The Main Signs You Didn’t Get The Job
- You get to the interview, and the person who interviewed you doesn’t remember anything about you.
- They keep repeating themselves and not letting you speak.
- When they ask what your salary expectations are, they don’t seem interested in what you say.
- If they offer a job, it isn’t the one you want.
- You’re told that there’s no more time for interviews and they’re just going to hire the first person who walks through the door next.
- You’ve been given an offer, but it’s lower than what you expected.
- You sense that this is a “meh” job where any other candidate would do just as well as you would.
What To Do If Your Intuition Was Right
If your intuition is telling you that a company isn’t going to hire you, here are a few steps to take.
- Remember that not all interviews go well. That doesn’t mean there’s something wrong with you; it just means the job wasn’t for you.
- You can still thank the interviewer for their time and share any additional information they may need, like an updated resume or portfolio materials.
- If you’re feeling discouraged, remind yourself of all of your successes and accomplishments in the interview process so far. Keep reminding yourself how good you really are!
- Finally, make sure to maintain a positive and professional demeanor when exiting the building and waiting outside in case anyone wants to speak with you about why things didn’t work out.
How To Respond To Rejection With Grace
The interview process is an emotional roller coaster.
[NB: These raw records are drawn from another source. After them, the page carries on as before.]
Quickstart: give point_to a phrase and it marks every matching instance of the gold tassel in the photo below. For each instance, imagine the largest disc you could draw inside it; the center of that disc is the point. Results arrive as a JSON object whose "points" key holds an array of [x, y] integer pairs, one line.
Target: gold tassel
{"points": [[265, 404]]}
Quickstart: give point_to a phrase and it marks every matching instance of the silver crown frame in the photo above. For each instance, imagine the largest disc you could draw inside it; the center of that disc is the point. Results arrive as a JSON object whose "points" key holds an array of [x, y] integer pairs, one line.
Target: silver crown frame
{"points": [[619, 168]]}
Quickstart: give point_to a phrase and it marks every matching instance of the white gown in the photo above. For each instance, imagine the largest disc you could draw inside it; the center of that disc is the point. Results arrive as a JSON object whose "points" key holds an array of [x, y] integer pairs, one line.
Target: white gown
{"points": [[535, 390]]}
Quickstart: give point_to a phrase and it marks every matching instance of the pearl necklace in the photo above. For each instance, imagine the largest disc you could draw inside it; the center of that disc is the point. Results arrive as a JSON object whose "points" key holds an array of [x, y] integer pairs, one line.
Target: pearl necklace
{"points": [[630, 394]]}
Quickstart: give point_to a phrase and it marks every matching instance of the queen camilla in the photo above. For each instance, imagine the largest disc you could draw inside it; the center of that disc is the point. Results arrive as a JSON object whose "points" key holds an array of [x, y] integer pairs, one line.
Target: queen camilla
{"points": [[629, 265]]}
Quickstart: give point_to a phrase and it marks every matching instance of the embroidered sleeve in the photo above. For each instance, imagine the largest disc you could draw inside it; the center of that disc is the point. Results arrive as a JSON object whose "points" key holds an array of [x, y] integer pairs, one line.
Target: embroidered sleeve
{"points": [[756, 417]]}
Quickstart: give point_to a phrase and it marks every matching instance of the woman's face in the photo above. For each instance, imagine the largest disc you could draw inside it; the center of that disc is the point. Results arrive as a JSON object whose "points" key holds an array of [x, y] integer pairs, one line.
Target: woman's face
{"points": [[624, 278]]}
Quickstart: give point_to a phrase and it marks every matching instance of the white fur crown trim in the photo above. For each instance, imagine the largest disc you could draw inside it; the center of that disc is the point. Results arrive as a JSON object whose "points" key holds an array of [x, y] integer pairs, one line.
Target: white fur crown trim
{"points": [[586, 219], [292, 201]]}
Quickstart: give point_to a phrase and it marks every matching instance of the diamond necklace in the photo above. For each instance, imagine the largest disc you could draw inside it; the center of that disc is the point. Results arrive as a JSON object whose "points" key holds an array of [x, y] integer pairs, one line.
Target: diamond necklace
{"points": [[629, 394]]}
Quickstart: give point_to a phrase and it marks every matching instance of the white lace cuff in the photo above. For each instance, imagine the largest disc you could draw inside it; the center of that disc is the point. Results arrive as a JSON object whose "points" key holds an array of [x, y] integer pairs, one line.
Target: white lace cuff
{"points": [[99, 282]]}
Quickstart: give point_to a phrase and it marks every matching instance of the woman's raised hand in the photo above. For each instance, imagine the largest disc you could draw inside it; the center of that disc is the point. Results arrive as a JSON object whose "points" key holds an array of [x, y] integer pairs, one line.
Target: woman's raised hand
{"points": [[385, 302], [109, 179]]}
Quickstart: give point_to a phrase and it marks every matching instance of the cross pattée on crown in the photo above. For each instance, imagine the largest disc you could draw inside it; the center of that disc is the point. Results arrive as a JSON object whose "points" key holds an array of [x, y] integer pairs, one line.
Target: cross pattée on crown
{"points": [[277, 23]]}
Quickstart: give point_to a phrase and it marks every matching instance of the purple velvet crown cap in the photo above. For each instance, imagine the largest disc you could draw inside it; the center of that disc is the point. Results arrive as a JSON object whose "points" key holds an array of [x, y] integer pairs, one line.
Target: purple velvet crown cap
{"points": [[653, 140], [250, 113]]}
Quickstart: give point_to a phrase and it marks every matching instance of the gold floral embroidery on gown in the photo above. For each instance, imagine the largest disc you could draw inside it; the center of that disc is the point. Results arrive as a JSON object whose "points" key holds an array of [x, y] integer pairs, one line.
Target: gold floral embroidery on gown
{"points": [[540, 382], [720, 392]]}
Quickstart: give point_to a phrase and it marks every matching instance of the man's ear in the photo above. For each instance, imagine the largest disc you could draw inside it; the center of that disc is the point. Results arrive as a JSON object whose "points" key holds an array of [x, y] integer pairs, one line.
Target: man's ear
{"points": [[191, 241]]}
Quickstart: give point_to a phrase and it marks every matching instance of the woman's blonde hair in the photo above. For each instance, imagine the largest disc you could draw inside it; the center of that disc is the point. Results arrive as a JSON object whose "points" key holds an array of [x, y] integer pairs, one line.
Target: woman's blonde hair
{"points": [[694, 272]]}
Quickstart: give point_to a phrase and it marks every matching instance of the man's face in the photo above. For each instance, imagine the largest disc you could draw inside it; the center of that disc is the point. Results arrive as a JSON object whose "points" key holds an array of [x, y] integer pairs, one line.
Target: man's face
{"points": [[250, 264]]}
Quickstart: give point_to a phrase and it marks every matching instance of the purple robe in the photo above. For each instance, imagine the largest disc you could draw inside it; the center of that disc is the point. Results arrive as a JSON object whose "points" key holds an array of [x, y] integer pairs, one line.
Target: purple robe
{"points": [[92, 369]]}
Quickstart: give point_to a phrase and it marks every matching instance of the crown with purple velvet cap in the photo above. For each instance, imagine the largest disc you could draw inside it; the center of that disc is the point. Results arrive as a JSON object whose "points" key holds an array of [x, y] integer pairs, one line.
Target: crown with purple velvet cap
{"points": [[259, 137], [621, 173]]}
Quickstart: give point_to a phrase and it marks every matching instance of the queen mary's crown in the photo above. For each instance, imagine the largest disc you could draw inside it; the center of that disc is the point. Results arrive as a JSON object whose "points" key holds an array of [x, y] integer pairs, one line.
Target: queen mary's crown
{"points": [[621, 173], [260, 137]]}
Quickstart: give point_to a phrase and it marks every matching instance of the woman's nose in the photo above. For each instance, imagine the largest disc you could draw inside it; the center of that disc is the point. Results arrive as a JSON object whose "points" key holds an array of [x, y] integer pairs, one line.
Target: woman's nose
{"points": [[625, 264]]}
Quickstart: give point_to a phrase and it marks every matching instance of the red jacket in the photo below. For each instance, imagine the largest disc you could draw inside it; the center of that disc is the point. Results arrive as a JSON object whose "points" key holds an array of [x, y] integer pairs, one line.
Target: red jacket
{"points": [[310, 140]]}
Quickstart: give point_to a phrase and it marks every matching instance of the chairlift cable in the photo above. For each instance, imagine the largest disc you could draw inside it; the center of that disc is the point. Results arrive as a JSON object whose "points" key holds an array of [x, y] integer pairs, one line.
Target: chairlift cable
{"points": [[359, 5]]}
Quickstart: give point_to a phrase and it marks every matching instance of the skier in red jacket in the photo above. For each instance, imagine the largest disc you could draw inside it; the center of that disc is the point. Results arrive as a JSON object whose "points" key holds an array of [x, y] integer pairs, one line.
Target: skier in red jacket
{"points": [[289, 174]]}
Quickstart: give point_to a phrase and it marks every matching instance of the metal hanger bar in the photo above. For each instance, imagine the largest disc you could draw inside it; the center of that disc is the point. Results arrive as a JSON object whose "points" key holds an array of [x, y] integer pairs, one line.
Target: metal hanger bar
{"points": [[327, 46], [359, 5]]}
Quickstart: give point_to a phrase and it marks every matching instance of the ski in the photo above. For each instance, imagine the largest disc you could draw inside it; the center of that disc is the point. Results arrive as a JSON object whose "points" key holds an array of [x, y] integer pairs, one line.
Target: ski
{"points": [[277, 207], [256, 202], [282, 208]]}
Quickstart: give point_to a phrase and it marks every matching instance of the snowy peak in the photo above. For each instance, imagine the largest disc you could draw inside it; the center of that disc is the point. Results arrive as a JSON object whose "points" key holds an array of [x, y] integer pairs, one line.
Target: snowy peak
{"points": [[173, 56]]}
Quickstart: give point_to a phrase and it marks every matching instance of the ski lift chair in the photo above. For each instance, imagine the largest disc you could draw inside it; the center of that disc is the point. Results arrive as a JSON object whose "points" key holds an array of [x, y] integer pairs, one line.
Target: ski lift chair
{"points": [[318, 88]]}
You feel excited when you get called in for an interview, then nervous, then optimistic when you think about the possibility of getting the job, and finally disappointed when you’re rejected.
But no matter how hard it might be to bounce back from rejection, there are ways to do so with dignity if your gut (or intuition) tells you that this was not going to go well.
After all, you must leave the meeting knowing that you’ve done everything possible to land the job. Remember these tips if your final interview seems like a lost cause:
1. Take some time before responding. Before anything else, take a few minutes to collect yourself and then reply as kindly as possible.
2. Thank them for their time and then ask for feedback on what they thought about your presentation and qualifications. This will give them a chance, to be honest with you about what they saw as potential roadblocks in the hiring process and help you identify any flaws or weaknesses in your application or pitch. You may even learn some valuable information about how to improve yourself and make yourself more attractive as an applicant if there were things that seemed off during the interview process for this particular position.
Sometimes the interview process can be tough. You show up to the interview feeling confident, but after speaking with the interviewer for a few minutes, you suddenly find yourself wondering whether or not you’re a good fit for the company at all. If you’re unsure, here are some signs that the interviewer is giving you that might help you figure out your next steps:
1. Your interviewer doesn’t ask follow-up questions
2. Your interviewer only talks about the company and job responsibilities
3. Your interviewer only talks about himself or herself
4. Your interviewer doesn’t ask about your availability or notice your availability.
5. Your interviewer doesn’t ask about your experience
6. Your interviewer only asks behavioural questions
7. Your interviewer doesn’t give you enough time to answer questions.
8. Your interviewer doesn’t make eye contact with you
9. Your interviewer only asks questions that could be answered with yes or no.